Karaman Kredi ve Yurtlar İl Müdürlüğüne bağlı yurtlarda Damla Projesi’nin amacına ulaşması için çalışan gönüllü öğrenciler bulunmaktadır.
            Bu öğrencilerin Damla Projesi kapsamında çeşitli etkinliklerde bulunduğu bilinmektedir. Bu projelerden birisi de son zamanlarda yoğun kar yağışı nedeni ile su ve yiyecek ihtiyacı olan kuşların, bu ihtiyaçlarının karşılanması amacıyla barındıkları yurdun bahçelerine Kuş Yemleme İstasyonları yapılmasıdır.
            Öğrencilerimiz yoğun kar yağışının olduğu İlimizde; su ve yiyecek ihtiyacının karşılanması amacıyla yol kenarlarına, açık alanlara buğday ve ekmek bırakılmakta, yol kenarlarına yem bırakıldığında ise yem yemek için yola konan kuşlara araçların çarpıp ölümlere neden olduğunu, açık alanlara bırakılan ekmeklere insanların basıp geçtiğini belirttiler.
            Bu olumsuzlukların önlenmesi amacıyla, Kuş Yemleme İstasyonları’nın yapılması gerektiğini düşündüklerini belirttiler.
            Konu ile ilgili olarak öğrencilerimizin Osmanlıların Kuş Sevgisi, Avrupalıların Hayret ve Hayranlıkları konusunda bizimle ilginç paylaşımları oldu.

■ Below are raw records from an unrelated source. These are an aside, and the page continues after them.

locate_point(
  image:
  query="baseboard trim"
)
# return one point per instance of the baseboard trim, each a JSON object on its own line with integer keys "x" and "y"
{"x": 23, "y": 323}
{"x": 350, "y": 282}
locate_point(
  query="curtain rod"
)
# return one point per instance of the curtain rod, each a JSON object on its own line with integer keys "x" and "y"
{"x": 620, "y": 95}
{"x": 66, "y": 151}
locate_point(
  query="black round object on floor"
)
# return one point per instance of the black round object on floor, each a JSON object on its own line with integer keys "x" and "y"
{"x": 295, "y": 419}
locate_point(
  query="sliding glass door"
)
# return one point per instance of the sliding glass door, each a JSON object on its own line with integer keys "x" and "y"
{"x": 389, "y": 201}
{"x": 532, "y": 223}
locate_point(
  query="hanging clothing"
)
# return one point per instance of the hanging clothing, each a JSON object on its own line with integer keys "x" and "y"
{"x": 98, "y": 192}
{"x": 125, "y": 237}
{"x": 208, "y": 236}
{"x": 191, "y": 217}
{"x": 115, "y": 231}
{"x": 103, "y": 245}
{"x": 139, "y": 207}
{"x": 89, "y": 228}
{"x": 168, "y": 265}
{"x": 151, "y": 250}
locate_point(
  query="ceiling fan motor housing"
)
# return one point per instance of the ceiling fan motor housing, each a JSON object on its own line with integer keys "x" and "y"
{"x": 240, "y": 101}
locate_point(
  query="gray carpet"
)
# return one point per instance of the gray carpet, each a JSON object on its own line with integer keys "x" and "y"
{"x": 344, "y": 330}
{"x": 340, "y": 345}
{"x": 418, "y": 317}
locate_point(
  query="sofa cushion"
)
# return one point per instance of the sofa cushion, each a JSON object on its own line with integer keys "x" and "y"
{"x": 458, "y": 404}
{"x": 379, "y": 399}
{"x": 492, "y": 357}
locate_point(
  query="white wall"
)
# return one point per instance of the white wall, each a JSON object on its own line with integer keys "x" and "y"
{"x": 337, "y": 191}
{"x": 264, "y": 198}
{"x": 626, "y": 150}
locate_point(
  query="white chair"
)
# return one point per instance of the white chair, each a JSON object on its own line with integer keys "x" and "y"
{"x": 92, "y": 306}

Osmanlı halkının kuşlara kolayca su bulmaları ve içmeleri için mezar taşlarına kuş havuzları koydurduklarını Mimar Sinan’nın kendi köyü Agırnas’ta yaptığı vakfın vakfiyesinde hayvanların su içmesi ve dinlenmesi için çeşmenin etrafındaki 45.000.m’2 araziyi vakfettiğini Bursa’da ayakkabıcılar çarşısının ortasında sakat hayvanlar için Darülacaze yeri yapıldığını 19.yy ‘da Bursa’da dünyanın ilk ve tek leylek hastanesi “Gurabahane-İ Laklakan”(Leylekler Bakımevi) kurulduğunu;
Sultan 2.Beyazıd’in Beyazid Camii’nin inşaası esnasında (1501/1505) tesis edilen Beyazid Vakfiyesinde kuşlar için her yıl harcanmak üzere 30(otuz) altın lira yem parası tahsis ettirdiğini;
İstanbul Eyüp Sultan Camii bahçesinde sürüsüne katılamayan sakat leyleklerle ilgilenen vakfın asırlarca hizmet verdiğini, Osmanlıda kuşlara duyulan merhametin günlük hayattaki en güzel bir yansıması da kuş satın alıp azat etmek âdeti olduğunu göçmen kuşların yavrularına “Her yıl aynı yere tünediklerini” dokunulmayarak muhafaza edildiğini;
Fransız Seyyah 1656’da İstanbul’da yaşayan Türklerin hayvan sevgisiyle ilgili kendisini hayrete bırakan izlenimleri olduğunu,
17. Yüzyılda gezgin Jean de Mont’un “Türklerin hayırları hayvanlar için bile geçerlidir” dediğini,
19. Yüzyılda Alman Meraşali Moltke anılarında “Üsküdarda hizmet veren kedi hastanesi bulunduğunu yazdığını,
Avukat GUER’in anılarında “Müslüman Türk’ün şefkati hayvanlara bile şamildir” diye yazdığını,
Bu örneklerin daha da çoğaltılabileceğini söylediler.
Kuşlara ve diğer hayvanlara ecdadımızın gösterdiği ilgi ve alakanın sağlanması amacıyla her zaman bizden desteğini esirgemeyen idari Personel ile görüştük. KUŞ YEMLEME PROJESİ’nin hayata geçmesinde emeği geçen bütün çalışanlara teşekkür ettiklerini ifade ettiler.
En önemlisi de öğrencilerin “Rezzak olan Allah’ın kuşların rızkını bizimle kuşlara ulaştırıyor” sözü bizi çok duygulandırdı.